Alas, far too many of those who commented on this terrifying report obviously dismiss its significance as a harbinger of horrors to come:

We jeer this JesuNazi at our own peril.

He is the quintessence of Republicanism, the ultimate, Ruling-Class-financed purpose of which is imposing zero-tolerance Christian theocracy on the United States.
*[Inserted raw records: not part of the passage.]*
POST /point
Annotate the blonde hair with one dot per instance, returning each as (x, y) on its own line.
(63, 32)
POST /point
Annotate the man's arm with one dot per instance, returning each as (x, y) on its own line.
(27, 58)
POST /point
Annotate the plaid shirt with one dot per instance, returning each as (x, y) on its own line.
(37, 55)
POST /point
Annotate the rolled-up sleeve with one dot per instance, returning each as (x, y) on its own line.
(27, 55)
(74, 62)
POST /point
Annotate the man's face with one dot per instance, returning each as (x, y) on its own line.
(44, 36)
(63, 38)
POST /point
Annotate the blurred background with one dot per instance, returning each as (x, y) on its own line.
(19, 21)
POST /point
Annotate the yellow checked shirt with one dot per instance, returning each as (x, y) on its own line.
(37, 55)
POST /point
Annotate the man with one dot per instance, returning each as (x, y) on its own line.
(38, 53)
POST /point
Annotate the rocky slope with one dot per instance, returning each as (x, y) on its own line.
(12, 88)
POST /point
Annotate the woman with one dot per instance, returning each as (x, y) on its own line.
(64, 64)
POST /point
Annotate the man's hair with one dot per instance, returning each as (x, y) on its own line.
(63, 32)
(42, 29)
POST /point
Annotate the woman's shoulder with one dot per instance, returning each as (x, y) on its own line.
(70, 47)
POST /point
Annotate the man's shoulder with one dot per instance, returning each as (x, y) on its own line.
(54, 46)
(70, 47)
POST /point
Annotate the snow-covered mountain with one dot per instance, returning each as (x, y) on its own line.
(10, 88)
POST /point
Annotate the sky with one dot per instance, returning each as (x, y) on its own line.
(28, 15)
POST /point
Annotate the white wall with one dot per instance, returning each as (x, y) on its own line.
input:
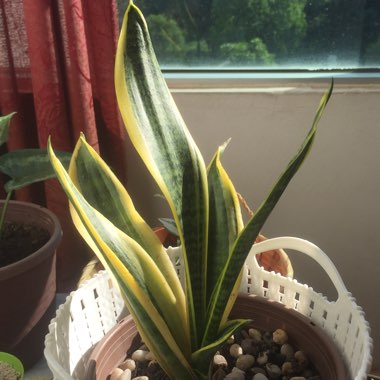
(334, 201)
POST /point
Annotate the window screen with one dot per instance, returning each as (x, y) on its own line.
(264, 34)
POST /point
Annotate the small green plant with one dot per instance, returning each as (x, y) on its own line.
(23, 166)
(182, 327)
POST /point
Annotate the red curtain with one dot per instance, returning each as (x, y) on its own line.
(56, 72)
Charlie Fuqua makes no secret of this intent because he lives in the South, which is already a de facto theocracy.
 
Yes, murdering children for disobedience is in fact part of the Biblical Law the corporate-funded theocrats intend to impose. So is stripping women of all rights (including the right to vote). Likewise the public burning of unbelievers.
 
But surely, you say, the people who run corporations can't be that savage.
 
Guess again: consider Bhopal, Exxon Valdez, Deepwater Horizon. Remember Karen Silkwood.
 
Never forget the core truth of capitalism: infinite greed elevated to maximum virtue.
 
Then recognize that under theocracy, CEO's rule by divine right. Work orders are holy writ. As in the Parable of the Talents, the person who has least is punished with the most harshness. 
 
Unless we awaken, such is the future that awaits us. 
 

***


Meanwhile, in a detailed report on the surveillance devices by which the nation's school children are increasingly monitored, we learn the technology to enforce zero-tolerance theocracy is already being installed.
 
Which leaves me profoundly grateful I was born 72 years ago and lived the first decades of my life in a United States that truly was – at least for most Caucasians – a “sweet land of liberty.” But that realm no longer exists, nor – thanks to (self-inflicted) terminal climate change – will our species ever again know anything so wondrously comfortable and comforting:
 
When I view the future imposed on us by Ruling Class technology – a slave world overseen by zero-tolerance electronics – I am glad I am old. Surely I will be dead before consciousness becomes naught but horror.